The move by the Nairobi Securities Exchange (NSE) to introduce options is great timing for a number of reasons.
One, derivatives is the only financial market segment currently enjoying exponential growth. As at the end of last year, the number of exchange-traded derivatives contracts (including both options and futures), reached their highest level in the last three years, amounting to 104 billion for options and 30 billion for futures (134 billion derivatives contracts traded), according to the World Federation of Exchanges (WFE).
Two, the increasing interest in derivatives is mostly driven by options, which rose 89.4 percent (and accounted for 77 percent of all derivatives contracts traded), according to WFE. Notably, stock index options and commodity options recorded three digit increases of 130 percent and 135 percent, respectively.

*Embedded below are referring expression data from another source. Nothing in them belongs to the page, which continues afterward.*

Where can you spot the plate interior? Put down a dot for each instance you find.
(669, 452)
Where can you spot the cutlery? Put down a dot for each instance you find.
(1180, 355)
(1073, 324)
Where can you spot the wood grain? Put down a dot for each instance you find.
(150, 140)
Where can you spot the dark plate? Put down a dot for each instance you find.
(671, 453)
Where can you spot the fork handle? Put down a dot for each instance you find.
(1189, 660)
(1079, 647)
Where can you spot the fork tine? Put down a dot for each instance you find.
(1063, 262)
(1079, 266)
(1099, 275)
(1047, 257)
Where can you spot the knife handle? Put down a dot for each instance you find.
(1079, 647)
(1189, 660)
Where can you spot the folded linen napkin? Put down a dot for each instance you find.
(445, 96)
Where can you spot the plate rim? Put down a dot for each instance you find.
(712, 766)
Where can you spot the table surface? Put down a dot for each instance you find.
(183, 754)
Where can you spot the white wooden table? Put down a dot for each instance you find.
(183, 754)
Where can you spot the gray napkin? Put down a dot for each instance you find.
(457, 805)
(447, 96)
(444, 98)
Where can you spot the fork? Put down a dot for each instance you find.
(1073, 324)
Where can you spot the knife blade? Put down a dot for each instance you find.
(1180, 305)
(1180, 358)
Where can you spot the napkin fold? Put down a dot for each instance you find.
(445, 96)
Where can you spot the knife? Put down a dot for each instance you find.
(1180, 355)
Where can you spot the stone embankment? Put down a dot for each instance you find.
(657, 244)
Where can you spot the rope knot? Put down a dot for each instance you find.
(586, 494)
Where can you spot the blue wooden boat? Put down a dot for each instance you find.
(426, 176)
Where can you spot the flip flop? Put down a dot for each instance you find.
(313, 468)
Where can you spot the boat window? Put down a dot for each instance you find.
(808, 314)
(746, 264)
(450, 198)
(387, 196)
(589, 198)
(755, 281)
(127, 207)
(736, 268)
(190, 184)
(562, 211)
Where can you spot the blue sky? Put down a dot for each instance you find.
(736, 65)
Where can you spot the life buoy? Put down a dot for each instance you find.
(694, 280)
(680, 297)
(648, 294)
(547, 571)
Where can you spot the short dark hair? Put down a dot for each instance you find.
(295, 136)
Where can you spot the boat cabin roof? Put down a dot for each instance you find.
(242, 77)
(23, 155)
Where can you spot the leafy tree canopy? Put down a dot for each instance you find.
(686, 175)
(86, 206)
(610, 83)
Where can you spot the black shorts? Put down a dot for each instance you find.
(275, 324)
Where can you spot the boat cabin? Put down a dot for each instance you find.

Three, the move coincides with the so-called “Rise of Retail” as a result of digitalisation rising mostly from the pandemic lock down.
No doubt, today’s global retail traders are ready for the next layer of building their portfolios, incorporating options to protect the investments they have and potentially grow their wealth.
As an asset class, options have evolved from a small category to a major piece of the trading ecosystem and used by people all over the world. But there’s one problem; retail losses linked to derivatives trading are staggering.
A good example is a recent study by the Securities and Exchange Board of India, which is the biggest derivatives market in the world, noting that retail investors lost a whopping Sh2.7 trillion trading futures and options in just three years — that’s equivalent to the total market capitalisation of the NSE.
Same study showed that a mere 7.2 percent of the retail traders made a profit in the derivatives segment. In other words, over 90 percent lost money to institutional and foreign investors.
Now, I have highlighted here in the past the need for the regulator to curb excessive leverage to make the industry sustainable. I won’t go there today but rather spotlight the need for thorough education.
While online forums, resources and mentorship programs can sometimes provide retail investors with the basics, they need deeper instruction to succeed (especially with options trading).
Usually, if things go well, the payoff is huge, but in a lot of cases there’s no payoff and investors lose 100 percent of their investment.
Hence, my appeal for comprehensive market education to go along this new market if only to help level the playing field and increase the odds for retail investors to find success.
This way, if one wants to trade options, they’re supposed to be able to prove that they know what they’re doing, that they’re sophisticated enough to handle the risks. Otherwise, traders are most likely to make wealth-depleting mistakes.
Yes, we’ve come a long way toward making markets more accessible. Contrast for differences (CFDs), Day Trading, Futures Trading, and now Options.
Curious to see what kind of options NSE will unveil; weekly Index-linked options? Zero dated ones? Options on futures?
Whatever the case, the big question is: what’s the benefit of all this growth if it only relies on clueless counterparties and gambling tendencies of the trading masses? The least we can do is to allow them to step inside the trading ring fully armed with the know-how.